SeqArc
SeqArc compresses next-generation sequencing data in FASTQ format.
As one of few tools capable of handling data of various omics, species, read length, sequence generation and other features, SeqArc strikes the best balance between compression ratio and performance.
It is achieved by block-united processing. A fixed volume of reads will be considered as a block, and reads within a block are encoded altogether. Each read contains ID, base sequence and quality scores. The three parts are compressed independently, with the most suitable algorithms respectively.
ID is compressed with adaptive binning and range coding.
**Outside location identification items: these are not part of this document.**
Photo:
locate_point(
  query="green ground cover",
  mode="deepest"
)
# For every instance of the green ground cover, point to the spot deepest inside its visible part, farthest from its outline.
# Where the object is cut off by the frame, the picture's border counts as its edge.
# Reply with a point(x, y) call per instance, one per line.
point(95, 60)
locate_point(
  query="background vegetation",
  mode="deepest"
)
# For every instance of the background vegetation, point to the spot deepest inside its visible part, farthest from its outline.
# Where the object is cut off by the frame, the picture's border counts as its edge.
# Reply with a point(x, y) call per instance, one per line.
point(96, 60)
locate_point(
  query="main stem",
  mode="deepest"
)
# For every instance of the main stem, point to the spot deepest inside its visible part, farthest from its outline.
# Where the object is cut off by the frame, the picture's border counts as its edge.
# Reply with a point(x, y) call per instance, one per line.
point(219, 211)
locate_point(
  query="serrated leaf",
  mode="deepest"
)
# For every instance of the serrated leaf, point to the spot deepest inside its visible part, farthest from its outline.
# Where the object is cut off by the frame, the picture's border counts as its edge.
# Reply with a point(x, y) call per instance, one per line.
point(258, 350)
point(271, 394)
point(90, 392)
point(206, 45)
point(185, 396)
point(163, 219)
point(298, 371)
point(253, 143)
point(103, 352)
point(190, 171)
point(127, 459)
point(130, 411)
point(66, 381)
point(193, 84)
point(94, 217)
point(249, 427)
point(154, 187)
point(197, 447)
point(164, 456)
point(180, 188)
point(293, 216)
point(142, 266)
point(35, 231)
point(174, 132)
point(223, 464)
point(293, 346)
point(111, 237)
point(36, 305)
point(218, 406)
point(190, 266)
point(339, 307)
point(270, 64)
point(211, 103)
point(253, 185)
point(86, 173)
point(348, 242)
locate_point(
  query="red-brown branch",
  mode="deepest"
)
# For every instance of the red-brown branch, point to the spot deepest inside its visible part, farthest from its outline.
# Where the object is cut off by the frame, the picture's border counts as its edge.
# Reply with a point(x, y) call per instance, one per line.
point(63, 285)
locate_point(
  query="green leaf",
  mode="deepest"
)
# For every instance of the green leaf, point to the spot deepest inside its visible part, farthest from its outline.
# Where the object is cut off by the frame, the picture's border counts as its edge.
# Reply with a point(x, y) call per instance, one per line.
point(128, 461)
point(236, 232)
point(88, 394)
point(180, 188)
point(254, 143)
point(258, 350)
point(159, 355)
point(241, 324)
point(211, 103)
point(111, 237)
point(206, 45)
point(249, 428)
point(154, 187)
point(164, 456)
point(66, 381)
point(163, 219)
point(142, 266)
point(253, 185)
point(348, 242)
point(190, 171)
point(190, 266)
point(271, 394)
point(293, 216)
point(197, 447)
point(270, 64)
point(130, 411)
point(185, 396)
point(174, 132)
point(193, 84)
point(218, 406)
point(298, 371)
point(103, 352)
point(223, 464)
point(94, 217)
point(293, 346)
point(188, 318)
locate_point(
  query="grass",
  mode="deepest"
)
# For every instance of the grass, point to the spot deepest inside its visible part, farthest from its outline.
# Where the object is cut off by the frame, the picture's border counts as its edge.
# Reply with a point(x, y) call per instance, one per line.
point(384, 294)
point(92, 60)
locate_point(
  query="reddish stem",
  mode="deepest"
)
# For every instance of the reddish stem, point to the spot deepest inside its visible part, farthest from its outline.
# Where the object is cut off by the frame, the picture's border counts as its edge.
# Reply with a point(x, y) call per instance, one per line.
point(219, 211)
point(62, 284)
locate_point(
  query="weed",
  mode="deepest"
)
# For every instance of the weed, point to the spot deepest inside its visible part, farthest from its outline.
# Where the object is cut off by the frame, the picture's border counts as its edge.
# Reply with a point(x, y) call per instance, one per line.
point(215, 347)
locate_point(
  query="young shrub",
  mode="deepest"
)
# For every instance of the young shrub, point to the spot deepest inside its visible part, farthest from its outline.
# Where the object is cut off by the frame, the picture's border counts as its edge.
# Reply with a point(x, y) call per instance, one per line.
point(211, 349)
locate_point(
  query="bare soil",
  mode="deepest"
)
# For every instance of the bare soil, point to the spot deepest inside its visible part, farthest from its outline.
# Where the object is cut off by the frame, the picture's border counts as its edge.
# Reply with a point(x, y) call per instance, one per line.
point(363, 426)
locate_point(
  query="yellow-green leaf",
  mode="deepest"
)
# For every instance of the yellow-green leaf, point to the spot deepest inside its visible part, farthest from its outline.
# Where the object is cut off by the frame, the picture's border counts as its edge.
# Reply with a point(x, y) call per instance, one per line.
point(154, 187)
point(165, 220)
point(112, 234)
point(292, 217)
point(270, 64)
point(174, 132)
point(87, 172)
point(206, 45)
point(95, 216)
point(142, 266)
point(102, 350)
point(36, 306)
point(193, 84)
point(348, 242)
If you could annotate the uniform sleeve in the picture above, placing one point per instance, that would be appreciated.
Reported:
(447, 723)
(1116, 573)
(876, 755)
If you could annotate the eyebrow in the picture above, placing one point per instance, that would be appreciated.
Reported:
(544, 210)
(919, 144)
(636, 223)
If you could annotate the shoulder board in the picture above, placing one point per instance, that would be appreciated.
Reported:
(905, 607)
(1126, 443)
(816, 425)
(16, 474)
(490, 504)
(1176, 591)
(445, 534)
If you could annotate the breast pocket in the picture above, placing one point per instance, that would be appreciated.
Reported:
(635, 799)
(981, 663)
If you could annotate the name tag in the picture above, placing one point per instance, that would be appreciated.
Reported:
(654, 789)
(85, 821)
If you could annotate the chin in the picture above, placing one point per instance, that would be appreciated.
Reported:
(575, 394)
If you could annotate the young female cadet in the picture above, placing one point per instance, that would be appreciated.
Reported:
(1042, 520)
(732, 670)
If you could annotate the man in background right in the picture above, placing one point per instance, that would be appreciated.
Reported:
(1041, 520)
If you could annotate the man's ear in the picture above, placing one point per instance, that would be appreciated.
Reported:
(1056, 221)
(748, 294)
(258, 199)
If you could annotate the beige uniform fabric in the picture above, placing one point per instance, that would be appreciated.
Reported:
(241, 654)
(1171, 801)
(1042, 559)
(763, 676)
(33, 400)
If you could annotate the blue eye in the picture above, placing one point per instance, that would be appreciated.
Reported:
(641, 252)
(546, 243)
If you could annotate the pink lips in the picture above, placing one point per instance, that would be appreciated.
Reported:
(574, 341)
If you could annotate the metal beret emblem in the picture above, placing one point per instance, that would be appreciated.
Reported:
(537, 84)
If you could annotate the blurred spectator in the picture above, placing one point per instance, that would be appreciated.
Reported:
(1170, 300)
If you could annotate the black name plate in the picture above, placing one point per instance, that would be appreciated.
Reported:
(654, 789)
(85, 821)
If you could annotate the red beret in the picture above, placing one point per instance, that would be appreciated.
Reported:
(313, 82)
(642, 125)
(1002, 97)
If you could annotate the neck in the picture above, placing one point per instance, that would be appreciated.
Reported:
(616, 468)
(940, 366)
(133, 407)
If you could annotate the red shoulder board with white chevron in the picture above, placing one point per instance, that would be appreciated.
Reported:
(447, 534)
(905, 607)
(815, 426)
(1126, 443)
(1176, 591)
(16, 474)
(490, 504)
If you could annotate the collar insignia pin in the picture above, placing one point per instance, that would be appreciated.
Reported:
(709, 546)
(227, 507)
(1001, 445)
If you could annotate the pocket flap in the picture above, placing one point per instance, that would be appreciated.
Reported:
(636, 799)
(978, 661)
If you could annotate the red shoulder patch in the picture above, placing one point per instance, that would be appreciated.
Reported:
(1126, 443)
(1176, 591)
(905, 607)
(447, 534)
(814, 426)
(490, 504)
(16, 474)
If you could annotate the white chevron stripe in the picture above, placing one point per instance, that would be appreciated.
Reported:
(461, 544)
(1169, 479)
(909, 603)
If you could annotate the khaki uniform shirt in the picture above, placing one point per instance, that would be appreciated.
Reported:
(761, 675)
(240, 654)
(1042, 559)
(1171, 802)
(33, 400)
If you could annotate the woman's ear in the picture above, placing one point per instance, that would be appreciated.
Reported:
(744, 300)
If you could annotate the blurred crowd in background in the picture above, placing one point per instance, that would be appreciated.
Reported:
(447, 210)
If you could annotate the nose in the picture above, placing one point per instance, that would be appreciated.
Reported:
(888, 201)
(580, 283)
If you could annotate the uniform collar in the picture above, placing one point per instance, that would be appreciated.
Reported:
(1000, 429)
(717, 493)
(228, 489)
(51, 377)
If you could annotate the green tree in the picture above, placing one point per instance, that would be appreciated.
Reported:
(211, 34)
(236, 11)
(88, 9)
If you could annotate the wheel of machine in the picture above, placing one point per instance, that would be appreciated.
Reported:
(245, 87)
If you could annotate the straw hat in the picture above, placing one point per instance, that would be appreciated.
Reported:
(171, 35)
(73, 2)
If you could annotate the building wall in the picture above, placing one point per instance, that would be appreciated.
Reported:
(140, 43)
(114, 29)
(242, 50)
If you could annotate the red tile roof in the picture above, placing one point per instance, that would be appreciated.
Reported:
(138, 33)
Base sequence will be mapped to reference if index built, replaced with alignment information and encoded with range coder. The base sequence unable to map will be estimated with 16-order model and encoded with range coder. Quality scores are estimated with some pre-set pattern and encoded with range coder. For users interested in higher compression ratio and slight modification of Q-scores, the R-Block algorithms are equipped within SeqArc.
Besides, the compression output of SeqArc is packed with encapsulation format, so different parts can be independently accessed. It also conveniently supports following iteration and replacement of algorithms.
Usage
Params
To build Taxonomic Classification index:
SeqArc index -K </path/to/the/directory/where/multiple/ref.fa/within>
To build Alignment index (default type is Minimizer):
SeqArc index -r </path/to/ref.fa>
To compress with Taxonomic classification (software auto decide which fa to use, whose alignment index would be used after):
SeqArc compress [options] -K </path/to/ref.fa/directory> -i <input_file> -o <output_file>.arc -t 8
To compress with a specific alignment index:
SeqArc compress [options] -r </path/to/ref.fa> -i <input_file> -o <output_file>.arc -t 8
To decompress a file which was compressed with Taxonomic classification:
SeqArc decompress [options] -K </path/to/ref.fa/directory> -i <result_prefix.arc> -o <output_file> -t 8
To decompress a file which was compressed with alignment index specified:
SeqArc decompress [options] -r </path/to/ref.fa> -i <result_prefix.arc> -o <output_file> -t 8
Practice
I. Index Building
Taxonomic Classification is a brand new function in Version 2.0.0. Now we can build a taxonomic classification index of multiple FASTA files, and it will analyze reads and allocate appropriate FASTA during compression. You need to download all the FASTA files corresponded to your FASTQ files (you can download high-frequency and model organism from NCBI if you have no idea what species you need) before you download and gunzip the names.dmp.gz and nodes.dmp.gz to the directory you put those FASTA files. Then, you can build the index with the following command:
SeqArc index -K /path/to/the/directory/where/multiple/ref.fa/within
If you don’t want the Taxonomic Classification function, you can always choose the traditional method, where alignment index of a specific FASTA file being built. The following command helps you to build a Minimizer index of fasta for alignment afterwards:
SeqArc index -r /path/to/ref.fa
You can also build a HASH index with additional option –aligntype 1:
SeqArc index -r /path/to/ref.fa --aligntype 1
Index file will be built within the same directory as ref.fa. And you can also compression without index, and it will still work out with lower compression ratio.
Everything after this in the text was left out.